Esforzándose por explicar su conducta, aclaró:

—Yo, camarada jefe instructor, no quería… Sólo deseaba preguntar… Me han dicho que el camarada Stalin…

—¿Quién le ha dicho eso? —gritó Yártsev—. ¿Quién, si se puede saber? ¡Habla usted por boca de otros, Chonkin!

Chonkin miró con expresión de impotencia a Sámushkin, que hojeaba plácidamente el Breve curso de historia del Partido Comunista Bolchevique, como si lo ocurrido no tuviese absolutamente ninguna relación con él. Chonkin comprendió que, si achacaba a Sámushkin la cosa, éste se desentendería sin pestañear siquiera. Y, por mucho que Chonkin no comprendiese a qué respondía específicamente la inusitada ira del jefe instructor, se daba cuenta de que, una vez más, Sámushkin le había jugado una mala pasada; peor, tal vez, que cuando le hizo la «bicicleta».

Entre tanto, el jefe instructor, que habiéndose lanzado a gritar completamente incapaz de refrenarse, bautizaba a Chonkin con todos los epítetos que le venían a la cabeza, diciendo que a la vista estaban las consecuencias de la inmadurez política y de la pérdida de cautela; que las personas como Chonkin constituían un valioso hallazgo para nuestros enemigos, atentos a encontrar el menor resquicio por donde, sin reparar en medios, infiltrarse con su bagaje de turbias maquinaciones; y que personas tales como Chonkin empañaban el buen nombre no sólo de su sección y de su compañía, sino de todo el Ejército Rojo.

Difícil es vaticinar en qué habría parado el monólogo de Yártsev si no lo hubiera interrumpido Alímov, el ordenanza, que visiblemente había llegado a la carrera desde la misma ciudad, pues le costó no poco tiempo recobrar el resuello.

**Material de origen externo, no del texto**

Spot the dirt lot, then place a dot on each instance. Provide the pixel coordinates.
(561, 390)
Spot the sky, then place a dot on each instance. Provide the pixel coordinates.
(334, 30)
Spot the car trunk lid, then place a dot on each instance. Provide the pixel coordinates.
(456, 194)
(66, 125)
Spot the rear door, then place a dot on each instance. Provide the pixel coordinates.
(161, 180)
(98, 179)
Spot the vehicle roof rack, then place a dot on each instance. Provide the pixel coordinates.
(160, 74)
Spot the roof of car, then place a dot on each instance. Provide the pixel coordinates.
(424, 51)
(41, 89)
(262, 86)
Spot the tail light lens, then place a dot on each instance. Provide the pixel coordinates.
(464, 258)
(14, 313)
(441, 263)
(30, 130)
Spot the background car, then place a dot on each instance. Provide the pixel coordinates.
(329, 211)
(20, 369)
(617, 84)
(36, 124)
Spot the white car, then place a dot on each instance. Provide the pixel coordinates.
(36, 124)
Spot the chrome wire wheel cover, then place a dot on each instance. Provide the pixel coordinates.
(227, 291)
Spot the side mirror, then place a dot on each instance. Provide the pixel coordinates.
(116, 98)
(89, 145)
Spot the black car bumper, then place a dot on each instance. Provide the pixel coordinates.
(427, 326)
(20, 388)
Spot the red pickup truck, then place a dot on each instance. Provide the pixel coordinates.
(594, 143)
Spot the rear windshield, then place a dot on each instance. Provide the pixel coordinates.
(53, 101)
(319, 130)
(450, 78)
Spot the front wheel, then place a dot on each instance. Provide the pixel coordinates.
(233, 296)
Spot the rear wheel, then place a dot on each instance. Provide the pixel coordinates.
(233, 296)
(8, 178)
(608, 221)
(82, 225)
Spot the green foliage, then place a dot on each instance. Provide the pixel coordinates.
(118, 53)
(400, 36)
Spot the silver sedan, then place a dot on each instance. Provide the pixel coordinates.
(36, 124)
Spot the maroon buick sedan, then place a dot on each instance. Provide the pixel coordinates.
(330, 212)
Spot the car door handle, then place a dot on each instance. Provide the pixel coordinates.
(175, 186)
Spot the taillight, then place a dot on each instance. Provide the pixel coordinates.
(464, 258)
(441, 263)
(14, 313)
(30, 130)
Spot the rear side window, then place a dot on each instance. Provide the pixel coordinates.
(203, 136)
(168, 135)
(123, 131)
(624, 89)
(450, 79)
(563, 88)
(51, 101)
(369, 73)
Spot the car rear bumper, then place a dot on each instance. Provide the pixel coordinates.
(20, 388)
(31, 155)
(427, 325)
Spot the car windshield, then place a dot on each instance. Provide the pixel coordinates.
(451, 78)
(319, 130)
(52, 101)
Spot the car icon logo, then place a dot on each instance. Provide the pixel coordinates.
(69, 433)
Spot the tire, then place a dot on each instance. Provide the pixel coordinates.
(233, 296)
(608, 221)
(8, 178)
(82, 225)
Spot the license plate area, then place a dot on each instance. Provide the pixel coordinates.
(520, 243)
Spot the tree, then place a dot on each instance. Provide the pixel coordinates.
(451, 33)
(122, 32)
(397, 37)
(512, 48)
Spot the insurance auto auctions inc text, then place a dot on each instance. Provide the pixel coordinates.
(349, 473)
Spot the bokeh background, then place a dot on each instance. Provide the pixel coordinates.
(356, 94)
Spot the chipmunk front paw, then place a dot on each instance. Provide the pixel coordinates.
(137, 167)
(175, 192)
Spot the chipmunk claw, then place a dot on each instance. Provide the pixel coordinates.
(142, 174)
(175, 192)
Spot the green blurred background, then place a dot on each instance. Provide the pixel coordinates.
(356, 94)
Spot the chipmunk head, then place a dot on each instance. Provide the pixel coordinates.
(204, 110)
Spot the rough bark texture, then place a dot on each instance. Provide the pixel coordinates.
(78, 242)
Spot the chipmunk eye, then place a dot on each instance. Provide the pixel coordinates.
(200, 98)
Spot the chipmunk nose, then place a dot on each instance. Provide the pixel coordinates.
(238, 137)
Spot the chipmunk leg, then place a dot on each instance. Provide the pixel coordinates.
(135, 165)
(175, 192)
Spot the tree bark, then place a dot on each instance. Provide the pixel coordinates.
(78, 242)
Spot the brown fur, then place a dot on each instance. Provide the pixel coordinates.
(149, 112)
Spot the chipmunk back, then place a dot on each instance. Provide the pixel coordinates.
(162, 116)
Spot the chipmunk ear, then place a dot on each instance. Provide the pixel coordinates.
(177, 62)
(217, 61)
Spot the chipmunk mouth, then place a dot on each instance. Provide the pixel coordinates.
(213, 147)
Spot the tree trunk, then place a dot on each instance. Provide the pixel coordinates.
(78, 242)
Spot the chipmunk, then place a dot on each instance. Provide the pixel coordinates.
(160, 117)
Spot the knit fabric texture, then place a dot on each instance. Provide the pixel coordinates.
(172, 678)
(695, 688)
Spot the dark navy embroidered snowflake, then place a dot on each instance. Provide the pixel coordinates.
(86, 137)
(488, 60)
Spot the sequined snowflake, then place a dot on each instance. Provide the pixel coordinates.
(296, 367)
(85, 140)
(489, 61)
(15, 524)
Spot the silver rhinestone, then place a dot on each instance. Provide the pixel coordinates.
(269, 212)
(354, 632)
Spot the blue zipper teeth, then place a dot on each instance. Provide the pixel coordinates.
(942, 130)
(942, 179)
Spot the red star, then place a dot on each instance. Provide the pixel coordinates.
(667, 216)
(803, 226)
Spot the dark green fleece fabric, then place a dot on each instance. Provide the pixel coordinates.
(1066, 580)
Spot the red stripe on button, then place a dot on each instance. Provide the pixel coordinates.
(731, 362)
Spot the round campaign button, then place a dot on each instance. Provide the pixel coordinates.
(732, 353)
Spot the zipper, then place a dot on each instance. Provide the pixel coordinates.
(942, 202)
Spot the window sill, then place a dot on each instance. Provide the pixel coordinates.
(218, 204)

Al llevarse la mano a la gorra para saludar, respiraba todavía penosamente y se quedó mirando a Yártsev sin articular palabra.

La aparición de Alímov sustrajo de sus pensamientos a Yártsev, quien lo interpeló en tono irritado:

—¿Y a ti qué te ocurre?

—Pido permiso para dirigirme a usted, camarada jefe instructor —dijo Alímov, recuperando mal que bien el aliento.

—Concedido —respondió Yártsev con cansancio, al tiempo que se dejaba caer en el tocón.

—Por orden del comandante del batallón, el soldado Chonkin debe presentarse en el cuartel.

Esta contingencia procuró a Chonkin y a Yártsev idéntico contento.

Según desataba el caballo, Chonkin se dirigía improperios por haber permitido que el diablo le tirara de la lengua. Para ser, seguramente, la única vez en todo el tiempo de su servicio que formulaba una pregunta, ¡toma, cuánto enojo! De manera que se hizo el firme propósito de no volver a preguntar nada más en toda su vida, seguro de que lo contrario le serviría para meterse en un lío del que ya no podría salir.